Lire la chronique d' Amid Faljaoui Amid Faljaoui, directeur des magazines francophones de Roularta.

Pendant que les Ukrainiens résistent à l’envahisseur russe, pendant que l’Europe s’apprête à accueillir la plus grande vague de réfugiés de son histoire, certains commentateurs économiques n’hésitent pas – en plein milieu de cette horrible guerre – de prendre un peu de recul, si tant est que ce soit possible pour tirer déjà quelques leçons.

C’est le cas de Marc Fiorentino, commentateur boursier et financier basé à Paris et auteur d’une lettre d’information très lue sur ces sujets. Sa principale idée, c’est que le covid-19 a été salutaire. Oui, c’est étonnant de le dire de la sorte, mais cette crise sanitaire a appris aux gouvernements à réagir vite, de manière coordonnée. C’est en partie ce qui explique que l’Europe a très vite réagi à l’agression russe alors que Poutine misait sur le fait que nous étions un continent de “dégonflés”, désabusés par le matérialisme capitaliste. Première erreur énorme du nouveau Tsar de Russie. Ensuite, la crise sanitaire nous a forcés à utiliser de nouvelles armes monétaires et économiques pour compenser à l’euro près les dégâts de ce virus. Dans le cas de la Russie, nous venons d’apprendre à utiliser des armes économiques jamais utilisées auparavant comme geler les avoirs étrangers de la banque centrale russe ou débrancher les banques russes du système de paiement électronique Swift. Je viens même d’apprendre qu’en plus, l’Europe le fait de manière chirurgicale c.-à-d. sans toucher les banques russes liées aux paiements du pétrole et du gaz.

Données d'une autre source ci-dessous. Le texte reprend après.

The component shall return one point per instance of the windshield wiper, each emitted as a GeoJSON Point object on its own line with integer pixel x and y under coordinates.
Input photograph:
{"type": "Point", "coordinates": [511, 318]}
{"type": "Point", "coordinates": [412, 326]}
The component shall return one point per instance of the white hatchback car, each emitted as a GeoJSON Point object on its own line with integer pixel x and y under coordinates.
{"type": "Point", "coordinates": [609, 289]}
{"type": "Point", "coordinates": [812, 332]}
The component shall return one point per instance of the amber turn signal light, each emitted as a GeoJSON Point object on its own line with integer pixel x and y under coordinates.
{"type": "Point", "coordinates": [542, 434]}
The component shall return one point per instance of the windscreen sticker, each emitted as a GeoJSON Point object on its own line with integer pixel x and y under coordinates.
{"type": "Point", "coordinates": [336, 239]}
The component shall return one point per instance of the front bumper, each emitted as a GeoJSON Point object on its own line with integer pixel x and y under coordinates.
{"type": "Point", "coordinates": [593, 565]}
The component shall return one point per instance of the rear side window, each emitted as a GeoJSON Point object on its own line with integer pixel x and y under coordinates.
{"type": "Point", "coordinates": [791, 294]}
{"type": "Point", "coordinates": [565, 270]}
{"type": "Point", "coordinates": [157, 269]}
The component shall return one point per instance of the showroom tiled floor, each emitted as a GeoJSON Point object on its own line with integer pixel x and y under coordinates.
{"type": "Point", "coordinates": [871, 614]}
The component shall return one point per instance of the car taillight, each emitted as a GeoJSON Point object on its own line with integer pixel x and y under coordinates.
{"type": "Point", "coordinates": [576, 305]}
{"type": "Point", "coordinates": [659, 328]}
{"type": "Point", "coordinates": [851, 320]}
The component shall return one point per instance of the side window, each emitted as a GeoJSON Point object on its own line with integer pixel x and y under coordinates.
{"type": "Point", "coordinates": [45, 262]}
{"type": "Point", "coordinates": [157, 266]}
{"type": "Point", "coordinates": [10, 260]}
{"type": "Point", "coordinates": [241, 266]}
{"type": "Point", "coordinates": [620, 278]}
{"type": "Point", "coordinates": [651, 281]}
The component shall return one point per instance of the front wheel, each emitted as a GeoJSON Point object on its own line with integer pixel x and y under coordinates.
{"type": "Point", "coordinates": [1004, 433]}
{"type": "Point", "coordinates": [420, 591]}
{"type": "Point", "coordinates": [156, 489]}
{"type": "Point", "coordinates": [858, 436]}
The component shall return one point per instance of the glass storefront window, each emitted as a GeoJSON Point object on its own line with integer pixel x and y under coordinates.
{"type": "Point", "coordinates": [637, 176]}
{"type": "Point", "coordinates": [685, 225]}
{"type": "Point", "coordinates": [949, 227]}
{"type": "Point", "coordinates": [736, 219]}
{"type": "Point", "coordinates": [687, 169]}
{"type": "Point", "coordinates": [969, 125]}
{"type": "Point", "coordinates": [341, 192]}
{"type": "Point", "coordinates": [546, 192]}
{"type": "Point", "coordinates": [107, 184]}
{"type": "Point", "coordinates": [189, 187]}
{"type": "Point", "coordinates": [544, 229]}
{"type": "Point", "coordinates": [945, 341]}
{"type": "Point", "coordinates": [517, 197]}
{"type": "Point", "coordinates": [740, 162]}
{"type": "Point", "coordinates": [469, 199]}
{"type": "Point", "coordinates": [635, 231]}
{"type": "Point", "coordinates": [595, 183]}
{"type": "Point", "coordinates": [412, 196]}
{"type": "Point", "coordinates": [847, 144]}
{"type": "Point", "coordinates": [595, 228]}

L’autre enseignement relevé par Marc Fiorentino, mais il n’est pas le seul à le faire, c’est notre dépendance à l’Asie. C’était la grande (re)découverte durant la période covid – avec beaucoup d’effroi, nous avions découvert que nous étions dépendants de la Chine pour nos masques et nos médicaments. En réalité, nous le savions, mais nous avions fermé les yeux pendant de longues années sur cette dépendance qui nous arrangeait en termes de pouvoir d’achat. Idem pour la Russie, nous savions que l’Europe dépendait du gaz russe, mais nous avions aussi fermé les yeux et nos oreilles. Vous allez me dire, à quoi sert-il de battre aujourd’hui sa coulpe, les choses sont déjà assez difficiles comme ça, sans en rajouter dans notre culpabilisation, non ? Eh bien, justement, de même que les Ecolos nous disent que le COVID n’était qu’une simple répétition de ce qui nous attend pour le changement climatique, de même aujourd’hui, les spécialistes en géopolitique nous disent : attention, l’Ukraine, ce n’est que la répétition pour Taïwan. La Russie n’a jamais reconnu la souveraineté de l’Ukraine et la Chine non plus pour Taïwan. Or, si la Russie est un nain économique, la Chine est au contraire un géant économique. La question est donc simple : si demain la Chine envahit Taïwan que fera l’Occident ? Isoler la Chine comme on le fait aujourd’hui avec la Russie n’aurait aucun sens, car comme la Chine est l’atelier du monde, cela reviendrait à nous isoler nous-mêmes.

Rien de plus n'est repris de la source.